L’odyssée de Roberto, 3ème partie

Jean PAVAGEAU

12 / 1994

De ce retour à Tarecuato Roberto rêvait depuis longtemps; parti à l’âge de 16 ans, il a vécu durant ces quatre dernières années au 733 de la Findlay Avenue dans les quartiers Est de Los Angeles, une petite maison qu’il partage avec une dizaine de compagnons du Michoacán. Employé au nettoyage de magasins, il n’a pas ménagé ses efforts; la Chrysler qu’il a pu s’acheter est pour lui le symbole de sa réussite au Nord et un signe de la modernité qu’il va faire entrer dans son village. Au volant de sa belle américaine, Roberto se rappelle Tarecuato tel qu’il l’a quitté : un village tranquille mais tellement d’un autre âge. Comment va-t-il retrouver le village ? Il pense qu’on ne le reconnaîtra pas tout de suite, derrière ses lunettes noires, dans ses vêtements californiens. Quand il était en Californie, il songeait à Tarecuato comme il était du temps de son enfance: aujourd’hui qu’il est ici, il se rappelle que, avant son départ pour le Nord, la vie sociale avait déjà changé et que, comme bien des jeunes de son âge, il avait eu envie de découvrir d’autres horizons; c’est ainsi qu’il avait décidé de rejoindre ses cousins à Los Angeles.

C’est à partir de cet exemple au Mexique que l’auteur analyse l’émergence d’un nouveau lien social, à la fois origine et conséquence des transformations sociales qu’a connues la communauté; cette appréhension du lien social s’appuie sur l’étude des fondements historiques et anthropologiques de la communauté indienne de Tarecuato et de son évolution socio-politique et sur l’étude des pratiques de mobilité des jeunes de Tarecuato à travers le Mexique et vers les Etats-Unis ainsi que l’impact en retour de ces pratiques sur les transformations de la vie sociale au Mexique.

Qu’est-ce que le lien social ? La communauté de Tarecuato est en train d’opérer la transition classique, mais selon son génie propre, d’un système de solidarité mécanique à un système de solidarité organique; les gens de Tarecuato sont également en train d’expérimenter une solidarité de personnes en réseau, un nouveau lien social.
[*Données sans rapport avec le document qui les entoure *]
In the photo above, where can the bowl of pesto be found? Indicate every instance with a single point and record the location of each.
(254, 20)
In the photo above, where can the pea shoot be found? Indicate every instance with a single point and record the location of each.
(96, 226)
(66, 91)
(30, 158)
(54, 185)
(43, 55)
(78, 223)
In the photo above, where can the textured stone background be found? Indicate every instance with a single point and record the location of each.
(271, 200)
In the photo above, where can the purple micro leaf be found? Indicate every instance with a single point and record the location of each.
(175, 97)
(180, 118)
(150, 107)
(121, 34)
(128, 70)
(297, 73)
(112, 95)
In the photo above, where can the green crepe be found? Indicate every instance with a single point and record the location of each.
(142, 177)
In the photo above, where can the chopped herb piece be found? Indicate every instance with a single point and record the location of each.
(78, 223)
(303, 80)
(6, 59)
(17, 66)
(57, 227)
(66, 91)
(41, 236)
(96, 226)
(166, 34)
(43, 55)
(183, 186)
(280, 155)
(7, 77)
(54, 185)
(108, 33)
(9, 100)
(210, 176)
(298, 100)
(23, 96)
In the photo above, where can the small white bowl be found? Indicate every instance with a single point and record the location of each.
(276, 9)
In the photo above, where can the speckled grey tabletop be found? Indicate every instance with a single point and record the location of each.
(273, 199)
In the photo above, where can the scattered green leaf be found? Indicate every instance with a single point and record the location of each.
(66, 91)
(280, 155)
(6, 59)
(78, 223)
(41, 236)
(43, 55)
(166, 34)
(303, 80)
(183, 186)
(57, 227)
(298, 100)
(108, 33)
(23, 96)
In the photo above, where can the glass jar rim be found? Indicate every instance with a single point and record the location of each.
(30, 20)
Ce mot solidarité "sert à moraliser le discours politique, à provoquer la générosité ou la charité de masse, à exprimer aussi la recherche confuse de nouvelles formes du lien social. "Celui-ci peut se concevoir, comme le mode selon lequel un acteur invente en même temps qu’il reproduit son intégration dans les ensembles sociaux (BALANDIER). "Le lien social est le résultat final d’une multitude de processus d’intégration, très différents les uns des autres par leurs formes, leurs contenus, leurs acteurs sociaux" (BAREL).
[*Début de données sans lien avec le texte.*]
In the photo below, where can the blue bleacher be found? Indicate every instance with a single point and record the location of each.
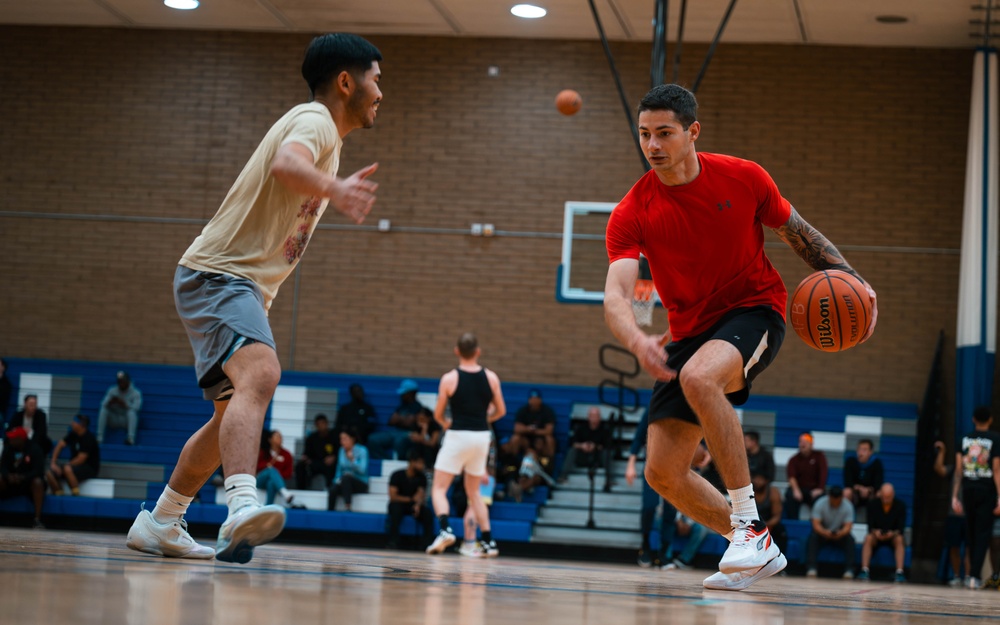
(173, 408)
L’approche de la transformation du lien social s’appuie sur une sociologie des pratiques sociales, mais aussi une sociologie des représentations; la mobilité des hommes et des biens s’accompagne d’une mobilité des modèles; la décision de partir est prise en référence aux nécessités de l’économie, mais aussi en fonction des besoins, des aspirations du candidat au départ, "les causes subtiles de la migration"; celles-ci prennent forme à travers des "images-guides", des représentations qui orientent l’action (CHOMBART DE LAUWE).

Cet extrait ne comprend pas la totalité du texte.